Ce n’était pas une lumière. C’était une ondulation. Une violente secousse dans le tissu de l’espace lui-même, provoquée par des ondulations vers l’extérieur il y a 1,3 milliard d’années lorsque deux trous noirs se sont écrasés l’un contre l’autre. Nous les avons entendus se rencontrer.
Depuis lors? Juste une mise au point. Raffinage. À la recherche des murmures les plus faibles.
L’équipe LIGO-Virgo-Kagi (LVK) tient une liste courante. Ils ont ajouté 161 nouveaux événements entre avril 2023 et janvier 2024. Un record. Soixante-trois stations aux États-Unis, en Italie et au Japon captent désormais ces informations par dizaines.
“Nous voyons trois ou quatre signaux par semaine”, explique Ed Porter.
Cela fait beaucoup de bruit. Ou plutôt, signalez.
Porter pense que nous avons dépassé la phase « regarde ce que j’ai trouvé ». Nous sommes dans le travail de précision. Les données ne font pas que s’accumuler. Ça s’accumule. Toute une communauté de scientifiques creuse le désordre, transformant les ondulations brutes en astrophysique dure.
Est-ce important ?
Cela aide. Un grand moment.
Ces 161 captures fraîches représentent jusqu’à présent près de 75 % de tous les événements confirmés. Nous en sommes désormais à 390 au total. Avec plus d’yeux tournés vers le ciel – ou plutôt des oreilles plus sensibles au sol – nous pouvons observer des choses qui étaient auparavant invisibles. Des trous noirs se cachent dans le noir. Des lieux lointains et peu lumineux. Nous comblons les lacunes de l’évolution de ces bêtes.

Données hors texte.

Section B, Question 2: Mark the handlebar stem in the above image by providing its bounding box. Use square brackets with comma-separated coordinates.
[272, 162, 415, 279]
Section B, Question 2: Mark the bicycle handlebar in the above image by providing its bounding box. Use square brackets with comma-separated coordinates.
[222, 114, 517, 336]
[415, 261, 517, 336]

Il y a eu des moments forts dans ce lot, bien sûr.
GW240615 ? Nous avons identifié sa source.
GW250114 ? Limpide. Rapport signal/bruit de 76,9. Fort et fier.
Et GW241015 ? Avec GW241101, ils pourraient prouver l’existence de trous noirs de « deuxième génération ». Des trous noirs qui ne sont pas nés de l’effondrement d’étoiles, mais des débris de précédentes fusions de trous noirs.
“C’est une autre indication que l’Univers cache la véritable histoire de la naissance des trous noirs”, note Mario Spera. Il travaille à la Virgo Collaboration en Italie. “Ça va devenir surprenant. À chaque nouveau catalogue.”
Spera semble prêt pour le prochain.
Les scientifiques auront du pain sur la planche avec ce seul lot. Mais les détecteurs ne sont pas encore terminés. Ils deviennent plus nets. Plus fort. Sensible.
L’ère de l’astronomie gravitationnelle n’est pas arrivée comme ça. Il a ouvert la porte d’un coup de pied.